Q : Que faire si la plasticité du matériau n'est pas minimale ?
A : Parfois, réaliser un essai KIc valide nécessiterait un spécimen très grand (et très coûteux) pour garantir que la majeure partie du spécimen soit élastique. Il existe une solution à ce problème : avec un résultat J Integral valide, vous pouvez calculer la valeur K, ce qui vous permet d'utiliser un spécimen plus petit. Déterminer le J Integral nécessite plus d'analyse, mais comme il n'est pas dépendant de la taille de la zone plastique, il ne nécessite pas le grand spécimen.
Q : Quelles autres considérations faut-il prendre en compte lors du choix d'un type d'essai de ténacité à la rupture ?
A : Comme pour tous les essais, la cohérence est importante. Le type de notches doit être cohérent. Contrôler la température, la géométrie et l'épaisseur du spécimen, ainsi que le taux de charge, sont tous des exigences pour un résultat de test valide. Les données collectées lors des essais précédents sont également un facteur à considérer. Si vous avez un historique de données CTOD, il est donc logique de choisir ce type de test.
Q : Qu'en est-il de l'essai de la ténacité à la rupture des matériaux fabriqués par addition ?
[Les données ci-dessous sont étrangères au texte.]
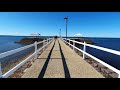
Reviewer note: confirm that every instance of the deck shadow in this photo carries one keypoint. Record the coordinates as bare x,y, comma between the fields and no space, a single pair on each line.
66,70
41,75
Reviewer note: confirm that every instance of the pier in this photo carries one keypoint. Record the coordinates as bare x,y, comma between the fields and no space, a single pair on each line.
58,60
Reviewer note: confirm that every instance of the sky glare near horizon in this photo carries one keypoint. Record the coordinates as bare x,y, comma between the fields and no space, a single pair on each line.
89,24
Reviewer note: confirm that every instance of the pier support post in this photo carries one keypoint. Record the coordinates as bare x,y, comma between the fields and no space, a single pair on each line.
36,50
84,49
0,71
73,46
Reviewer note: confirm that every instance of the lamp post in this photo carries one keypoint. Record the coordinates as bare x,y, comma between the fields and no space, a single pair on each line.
66,18
60,33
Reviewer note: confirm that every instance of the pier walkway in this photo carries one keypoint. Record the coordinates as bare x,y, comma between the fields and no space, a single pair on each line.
59,61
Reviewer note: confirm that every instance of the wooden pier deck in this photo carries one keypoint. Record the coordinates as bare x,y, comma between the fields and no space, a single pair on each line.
60,61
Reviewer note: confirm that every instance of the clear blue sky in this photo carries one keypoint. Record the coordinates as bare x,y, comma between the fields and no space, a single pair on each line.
89,24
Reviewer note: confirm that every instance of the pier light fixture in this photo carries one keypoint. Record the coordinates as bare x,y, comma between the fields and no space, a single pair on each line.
66,18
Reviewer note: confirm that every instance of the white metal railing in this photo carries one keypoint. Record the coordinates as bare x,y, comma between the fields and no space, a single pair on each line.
35,54
97,47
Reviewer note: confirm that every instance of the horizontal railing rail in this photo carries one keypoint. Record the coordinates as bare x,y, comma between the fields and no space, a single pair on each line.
11,71
97,47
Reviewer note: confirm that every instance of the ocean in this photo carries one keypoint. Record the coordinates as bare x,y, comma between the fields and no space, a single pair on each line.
7,43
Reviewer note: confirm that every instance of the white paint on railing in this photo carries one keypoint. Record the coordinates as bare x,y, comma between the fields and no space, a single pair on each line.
2,55
84,49
73,46
97,47
36,50
10,72
0,70
100,48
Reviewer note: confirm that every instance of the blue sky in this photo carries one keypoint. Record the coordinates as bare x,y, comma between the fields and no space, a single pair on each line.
89,24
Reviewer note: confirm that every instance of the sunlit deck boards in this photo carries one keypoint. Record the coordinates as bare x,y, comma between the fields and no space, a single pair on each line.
50,64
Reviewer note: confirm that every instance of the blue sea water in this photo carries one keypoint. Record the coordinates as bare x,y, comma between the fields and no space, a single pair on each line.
7,43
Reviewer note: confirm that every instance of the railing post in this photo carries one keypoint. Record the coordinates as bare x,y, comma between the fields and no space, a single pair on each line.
73,46
0,71
84,49
36,50
43,45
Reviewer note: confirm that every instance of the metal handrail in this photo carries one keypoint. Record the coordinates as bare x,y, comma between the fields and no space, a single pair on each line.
97,47
2,55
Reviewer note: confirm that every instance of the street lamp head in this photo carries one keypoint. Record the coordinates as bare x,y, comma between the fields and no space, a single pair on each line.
65,18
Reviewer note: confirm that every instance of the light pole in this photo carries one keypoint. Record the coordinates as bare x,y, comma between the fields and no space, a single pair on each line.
60,33
66,18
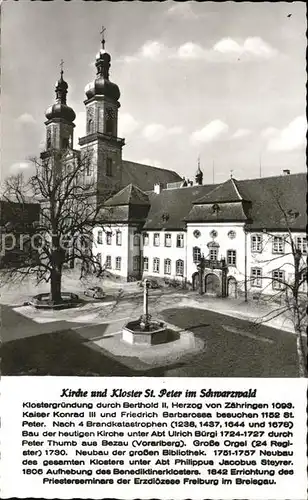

A : Les matériaux fabriqués par addition deviennent de plus en plus courants, et ils présentent plusieurs domaines de préoccupation : porosité, densité et limites de particules. Les pores et les limites dans ces matériaux agissent comme des fissures ou des notches, affectant les propriétés de fatigue et de rupture du matériau. Vous devez déterminer si les "pseudo" notches provoquent une croissance catastrophique des fissures ou non. Les composites et les matériaux fabriqués par addition présentent des défis uniques en raison des défauts entre les couches que nous ne pouvons pas voir, donc ils doivent être testés.
Q : Quelles autres avancées le futur réserve-t-il pour la mesure de la ténacité à la rupture ?
A : Il continuera d'y avoir de nouvelles façons de fabriquer des matériaux, comme l'impression 3D/la fabrication additive ; de nouveaux matériaux comme les composites techniques ; de nouveaux usages pour les matériaux dans des domaines comme les véhicules à hydrogène et les voyages dans l'espace ; et de nouvelles techniques de test. Toute cette innovation signifie que les matériaux devront être évalués pour leur ténacité à la rupture afin de déterminer s'ils sont appropriés pour l'utilisation finale prévue. En comprenant les principes et les méthodologies des essais de ténacité à la rupture, les chercheurs et les ingénieurs peuvent développer des matériaux et des structures plus sûrs et plus fiables pour répondre aux besoins évolutifs de la technologie moderne et de l'industrie.